Theater News

Los Angeles Spotlight: April 2006

Sons and Lovers

Neil Patrick Harris
(Photo © Joseph Marzullo)
Neil Patrick Harris
(Photo © Joseph Marzullo)

The emphasis is on dramatic plays and comedies in April, with the usual parade of musicals seemingly taking a spring break. Yet there is one blockbuster musical attraction on tap at downtown’s Ahmanson Theatre : director Robert Wilson, composer Tom Waits, and writer William S. Burroughs’ The Black Rider: The Casting of the Magic Bullets (opening April 25). Described as a vivid theatrical experience combining elements of vaudeville, cabaret, circus and opera, it tells of a clerk who must learn to shoot a gun to marry his sweetheart. He makes a pact with the devil to achieve his goals.

A couple of star-studded classics will generate surefire interest. For his staging of Arthur Miller’s landmark post-World War II drama, All My Sons (Westwood’s Geffen Playhouse; opening April 11), director Randall Arney has cast multiple Tony-winner Len Cariou, the ever-popular Neil Patrick Harris, and the esteemed Steppenwolf and Roseanne alumnus, Laurie Metcalf. At he Brentwood Playhouse, Oscar- and Tony-winning Al Pacino appears in Oscar Wilde’s Salome (April 27-May 14).

And there’s other tantalizing dramatic fare in the queue. Israeli playwright Joshua Sobol brings an English language version of his play iWitness to downtown’s Mark Taper Forum (beginning April 9). Working with co-adapter and director Barry Edelstein, Sobol presents his explosive work based on the true story of Austrian farmer, Franz Jaegerstatter, who was executed in Berlin in 1943 for his refusal to serve in the Third Reich. Lillian Hellman’s classic play about lesbian rumors — or are they more than rumors? — in a girl’s boarding school, The Children’s Hour is offered at Hollywood’s gay-focused Celebration Theatre. Leonard Nimoy’s Vincent (West Hollywood’s Globe Playhouse, opening April 7), adapted from a play by Phillip Stevens, tells us of the emotional and artistic highs and lows of the troubled 19th-century painter Vincent Van Gogh.
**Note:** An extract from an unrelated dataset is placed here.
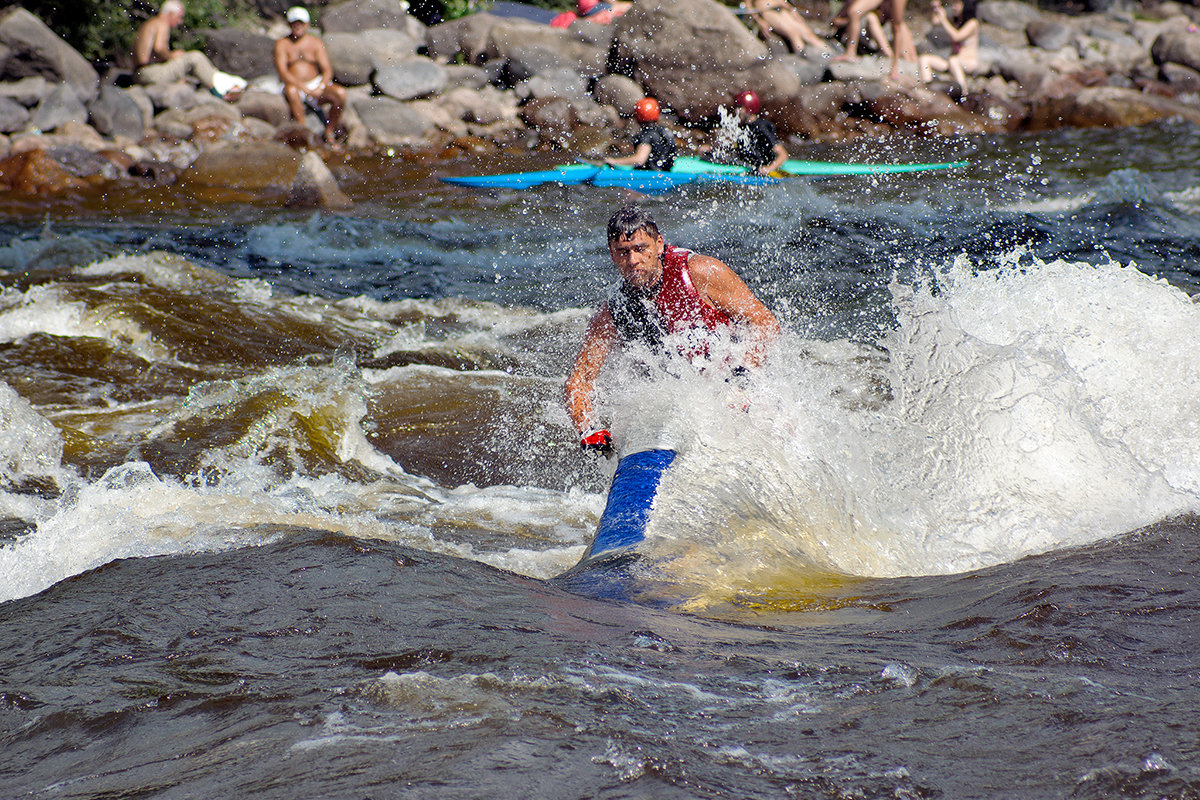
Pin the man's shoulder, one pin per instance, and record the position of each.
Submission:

Closer to contemporary sensibilities is Katy Hickman’s political satire Bright Boy: The Passion of Robert McNamara (Venice’s Electric Lodge, beginning April 8), in which nine actors portray more than 30 characters in this emblematic story from the perspective of the former hawkish Secretary of Defense. The Laguna Playhouse offers Bryony Lavery’s Last Easter, about a dying woman and her friends who take a zany pilgrimage from London to France. The Kirk Douglas Theatre in Culver City offers a two-month repertory festival of solo guest artists entitled Solomania!. Eugene Ionesco’s rarely revived absurdist drama The Submission will be presented by the Zoo District (at Hollywood’s [Inside] the Ford, opening April 4), and the second L.A. mounting of Tracy Letts’ gritty Killer Joe comes to The Space (opening April 20).

Two world premiere dramas of interest are Samuel Warren Joseph Window of Opportunity (Hollywood’s Met Theatre, opening April 7), about corporate greed and a sexual scandal in the political arena, and Joyce Sach’s Equinox (Odyssey Theatre, opening April 15), about The Bloomsbury Group, a collection of writers, artists, and intellectuals in the era of Virginia Woolf.

Those theatergoers seeking “tragedy tomorrow, comedy tonight” should draw their attention to Theatre 40’s takes on Alan Ayckborn’s ambitious three-play cycle The Norman Conquests: Table Manners opens April 22, Living Together opens April 28, and Round and Round the Garden opens May 5, all at the Reuben Cordova Theatre in Beverly Hills.

Theater that will appeal to family audiences includes Laguna Playhouse’s Youth Theatre production of the musical Honk! (through April 9), based on the Hans Christian Andersen fairy tale The Ugly Duckling and Santa Monica Playhouse’s All the World’s a Stage (opening April 8), a new musical written and directed by Chris DeCarlo and Evelyn Rudie, replete with magic, fairies, mistaken identity, romance, humor, and audience participation.